You can use food as a hormonal ATM card. The average American male or female carries a minimum of 100,000 calories of stored body fat. To put this in perspective, this amount of stored body fat is equivalent to eating 1,700 pancakes. That’s a pretty big breakfast. The calories you need for energy are already stored in your body. What you need is a hormonal ATM card to release them. The Zone diet is your ATM card.
The number one predictor of heart disease is not high cholesterol, or high blood pressure, but elevated levels of insulin.
How can you tell you have elevated levels of insulin? Look in the mirror. If you’re fat and shaped like an apple, you have elevated insulin levels. But
you can still be thin and have elevated insulin. How can you tell? You have high triglycerides and low HDL cholesterol. This is why high-carbohydrate, low-fat diets can be extremely dangerous to cardiovascular patients if they lose weight, but see an increase in triglycerides and a decrease in HDL cholesterol.
Carbohydrates are a drug. The body needs a certain amount of carbohydrates at every meal, just like a drug, for optimal brain function.
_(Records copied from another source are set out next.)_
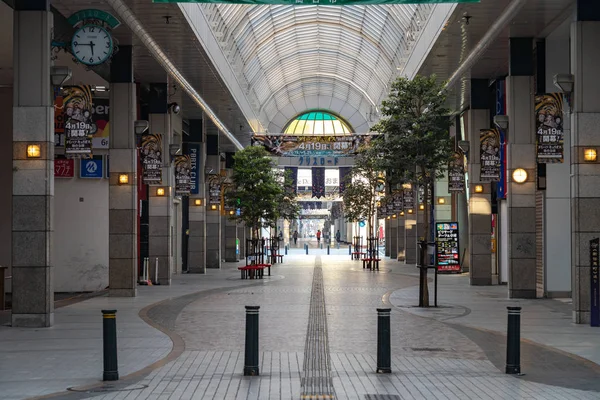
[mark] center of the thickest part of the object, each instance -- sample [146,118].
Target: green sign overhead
[319,2]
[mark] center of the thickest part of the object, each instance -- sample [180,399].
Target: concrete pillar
[521,154]
[213,217]
[160,208]
[480,204]
[393,239]
[400,240]
[195,146]
[123,199]
[33,183]
[585,191]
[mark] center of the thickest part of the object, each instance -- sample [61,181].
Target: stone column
[400,240]
[480,204]
[393,239]
[33,182]
[161,201]
[213,217]
[123,198]
[521,154]
[195,146]
[585,120]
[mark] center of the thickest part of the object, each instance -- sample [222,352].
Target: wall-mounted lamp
[34,151]
[590,155]
[566,83]
[59,75]
[519,175]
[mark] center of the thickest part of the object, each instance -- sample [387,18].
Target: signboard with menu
[447,249]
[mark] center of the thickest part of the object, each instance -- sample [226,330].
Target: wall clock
[92,45]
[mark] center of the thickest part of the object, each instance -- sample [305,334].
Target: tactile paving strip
[316,373]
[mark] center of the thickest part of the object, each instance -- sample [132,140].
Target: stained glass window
[317,123]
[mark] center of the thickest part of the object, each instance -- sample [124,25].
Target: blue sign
[194,151]
[91,168]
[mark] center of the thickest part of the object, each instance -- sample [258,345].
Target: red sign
[64,168]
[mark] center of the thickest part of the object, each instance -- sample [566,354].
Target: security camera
[174,108]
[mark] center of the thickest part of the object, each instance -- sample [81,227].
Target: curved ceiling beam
[136,27]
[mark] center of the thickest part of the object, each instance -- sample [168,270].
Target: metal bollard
[109,336]
[384,353]
[513,341]
[251,355]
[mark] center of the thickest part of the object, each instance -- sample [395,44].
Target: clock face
[92,45]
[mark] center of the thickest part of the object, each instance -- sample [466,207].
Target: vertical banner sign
[100,123]
[344,176]
[447,249]
[152,158]
[398,202]
[456,173]
[318,178]
[549,128]
[489,146]
[77,114]
[214,189]
[595,282]
[183,167]
[193,151]
[409,199]
[291,173]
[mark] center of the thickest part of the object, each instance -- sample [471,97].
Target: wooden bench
[373,263]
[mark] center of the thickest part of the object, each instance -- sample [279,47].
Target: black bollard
[513,341]
[251,356]
[384,353]
[109,336]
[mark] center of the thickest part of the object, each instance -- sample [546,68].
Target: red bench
[373,263]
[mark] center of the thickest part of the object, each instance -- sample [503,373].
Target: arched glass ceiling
[283,52]
[317,123]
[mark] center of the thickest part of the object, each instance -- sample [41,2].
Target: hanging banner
[183,167]
[292,174]
[489,146]
[447,249]
[78,124]
[100,123]
[318,182]
[398,199]
[549,128]
[456,173]
[311,145]
[152,158]
[318,2]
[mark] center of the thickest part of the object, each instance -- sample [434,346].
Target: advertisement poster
[183,167]
[78,124]
[549,128]
[447,249]
[456,173]
[151,151]
[321,145]
[489,141]
[64,167]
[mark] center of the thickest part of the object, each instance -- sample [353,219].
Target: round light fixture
[519,175]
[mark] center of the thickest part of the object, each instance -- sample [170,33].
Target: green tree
[257,190]
[415,142]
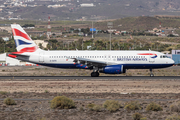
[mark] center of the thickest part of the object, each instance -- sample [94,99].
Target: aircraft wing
[91,63]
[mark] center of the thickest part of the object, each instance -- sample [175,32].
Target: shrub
[3,92]
[175,107]
[154,107]
[97,108]
[133,106]
[137,116]
[62,102]
[9,101]
[90,106]
[94,107]
[46,91]
[173,117]
[143,119]
[111,105]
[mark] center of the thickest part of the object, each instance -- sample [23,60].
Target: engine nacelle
[112,69]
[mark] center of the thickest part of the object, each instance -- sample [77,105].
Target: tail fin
[23,42]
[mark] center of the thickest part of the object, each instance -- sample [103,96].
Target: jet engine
[112,69]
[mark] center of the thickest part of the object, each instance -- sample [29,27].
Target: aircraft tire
[94,74]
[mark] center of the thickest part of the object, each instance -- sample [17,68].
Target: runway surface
[90,78]
[17,99]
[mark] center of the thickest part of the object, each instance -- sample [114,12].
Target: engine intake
[113,69]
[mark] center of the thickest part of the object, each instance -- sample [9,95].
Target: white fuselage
[129,59]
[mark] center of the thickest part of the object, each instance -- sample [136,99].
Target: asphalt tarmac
[90,78]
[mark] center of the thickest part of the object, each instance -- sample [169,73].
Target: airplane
[104,61]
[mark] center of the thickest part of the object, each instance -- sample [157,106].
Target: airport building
[8,61]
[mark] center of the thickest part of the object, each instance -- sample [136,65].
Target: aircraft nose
[172,61]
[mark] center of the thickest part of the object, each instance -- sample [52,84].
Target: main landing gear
[95,74]
[151,73]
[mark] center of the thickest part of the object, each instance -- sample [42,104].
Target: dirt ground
[47,71]
[33,96]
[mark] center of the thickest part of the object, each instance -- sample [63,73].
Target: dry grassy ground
[47,71]
[34,96]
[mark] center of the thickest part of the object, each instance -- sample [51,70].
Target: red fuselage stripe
[16,32]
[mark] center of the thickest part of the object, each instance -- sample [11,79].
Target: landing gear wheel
[94,74]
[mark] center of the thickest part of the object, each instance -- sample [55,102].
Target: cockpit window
[163,56]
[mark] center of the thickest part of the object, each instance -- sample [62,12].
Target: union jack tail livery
[23,42]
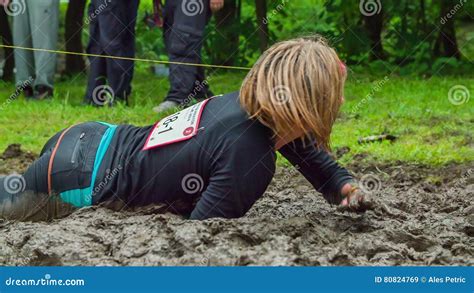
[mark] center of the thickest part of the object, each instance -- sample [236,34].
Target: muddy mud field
[420,216]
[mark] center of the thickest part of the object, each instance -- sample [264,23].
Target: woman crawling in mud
[213,159]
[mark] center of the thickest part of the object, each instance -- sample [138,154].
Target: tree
[226,44]
[6,36]
[262,23]
[73,35]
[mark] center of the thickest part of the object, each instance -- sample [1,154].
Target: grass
[430,129]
Excessive consumption of any drug, however, has toxic side effects. An overdose of carbohydrates results in the excess production of insulin, which is toxic.
The Zone should be considered a wake-up call for America that unless this tide of fat-free carbohydrate gluttony is reversed, millions of
people may be unknowingly driven to early cardiovascular events which may very well lead to the eventual bankruptcy of our health care
system. This statement should not be taken lightly. In late January 1996, the American Heart Association announced that cardiovascular
deaths in the U.S. were increasing for the first time after a steady continuous decline sine 1980.